Çocukluğumda koyunlarımızı ve keçilerimizi sağım için ağıla götürürken ürkütüp sıkıştırmamamız, korkutmamamız, koşturup yormamamız büyüklerimiz tarafından sıkı sıkı tembih edilirdi. Aynı uyarı, kuzu ve oğlaklarımızın satım zamanında da yapılırdı. Üstelik “Sakın ha!” denilerek.
Büyüklerimiz, “ürkütme, sıkıştırma, korkutma, koşturma, yorma” diyerek tembihte bulunurken aslında şunu söylemek istiyorlardı: Bu tür muamelelerle koyunları, keçileri, kuzuları ve oğlakları gerilime yani strese sokma. Yoksa verim alınmaz ya da yeterli verim elde edilmez. Yani koyunların ve keçilerin süt verimi azalır, kuzular ve oğlaklar et bakımından süzülüp zayıflar.
Tilkiden veya yırtıcı bir kuştan korkan tavukların strese girip yumurtadan kesildiğini, tilki saldırısına uğrayan çil horozun sesinin nasıl bozulduğunu çok iyi hatırlıyorum.

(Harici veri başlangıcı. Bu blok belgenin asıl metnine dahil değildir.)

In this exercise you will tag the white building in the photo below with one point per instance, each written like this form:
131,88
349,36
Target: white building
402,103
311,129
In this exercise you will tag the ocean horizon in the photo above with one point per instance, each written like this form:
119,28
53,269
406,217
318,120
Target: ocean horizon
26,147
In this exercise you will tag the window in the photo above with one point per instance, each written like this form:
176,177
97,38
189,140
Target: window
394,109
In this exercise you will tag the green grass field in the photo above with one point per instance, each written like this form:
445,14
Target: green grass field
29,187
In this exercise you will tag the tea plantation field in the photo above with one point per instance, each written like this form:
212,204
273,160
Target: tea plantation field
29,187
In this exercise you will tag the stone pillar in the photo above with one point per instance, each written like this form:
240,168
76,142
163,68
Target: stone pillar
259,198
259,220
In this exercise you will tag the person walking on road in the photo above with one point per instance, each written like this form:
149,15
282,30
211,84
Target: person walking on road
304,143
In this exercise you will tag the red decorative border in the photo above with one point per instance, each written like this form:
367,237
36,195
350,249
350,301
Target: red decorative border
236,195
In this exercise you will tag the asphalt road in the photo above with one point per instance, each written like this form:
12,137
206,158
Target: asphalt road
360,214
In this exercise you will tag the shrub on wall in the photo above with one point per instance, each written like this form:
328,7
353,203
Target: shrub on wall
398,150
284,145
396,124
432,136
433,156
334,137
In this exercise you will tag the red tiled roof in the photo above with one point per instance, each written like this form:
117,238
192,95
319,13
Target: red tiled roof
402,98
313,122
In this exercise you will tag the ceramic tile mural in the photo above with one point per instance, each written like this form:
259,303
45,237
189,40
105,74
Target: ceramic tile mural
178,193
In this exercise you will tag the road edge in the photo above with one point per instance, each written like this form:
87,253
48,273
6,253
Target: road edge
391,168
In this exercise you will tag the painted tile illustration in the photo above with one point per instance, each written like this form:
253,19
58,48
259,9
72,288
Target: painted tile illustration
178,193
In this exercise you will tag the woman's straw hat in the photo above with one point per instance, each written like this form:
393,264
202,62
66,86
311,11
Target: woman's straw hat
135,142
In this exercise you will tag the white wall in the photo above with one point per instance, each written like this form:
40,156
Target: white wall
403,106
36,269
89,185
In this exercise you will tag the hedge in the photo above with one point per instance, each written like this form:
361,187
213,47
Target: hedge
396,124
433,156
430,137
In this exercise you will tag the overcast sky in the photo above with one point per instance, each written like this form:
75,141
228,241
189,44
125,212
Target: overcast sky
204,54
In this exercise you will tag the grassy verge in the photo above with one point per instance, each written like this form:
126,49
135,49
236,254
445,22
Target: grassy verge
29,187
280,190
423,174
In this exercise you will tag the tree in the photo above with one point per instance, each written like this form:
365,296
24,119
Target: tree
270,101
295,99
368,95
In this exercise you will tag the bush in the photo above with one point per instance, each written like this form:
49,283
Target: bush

Teşbihte hata olmasın, amacımız yönetici, amir ve işverenleri çoban; çalışanları koyun, keçi, kuzu, oğlak olarak nitelemek değildir. Korkutmadan, severek, sevdirerek, gönül hoşluğu ile yapılan işlerden daha verimli sonuçlar alındığına dikkat çekmektir.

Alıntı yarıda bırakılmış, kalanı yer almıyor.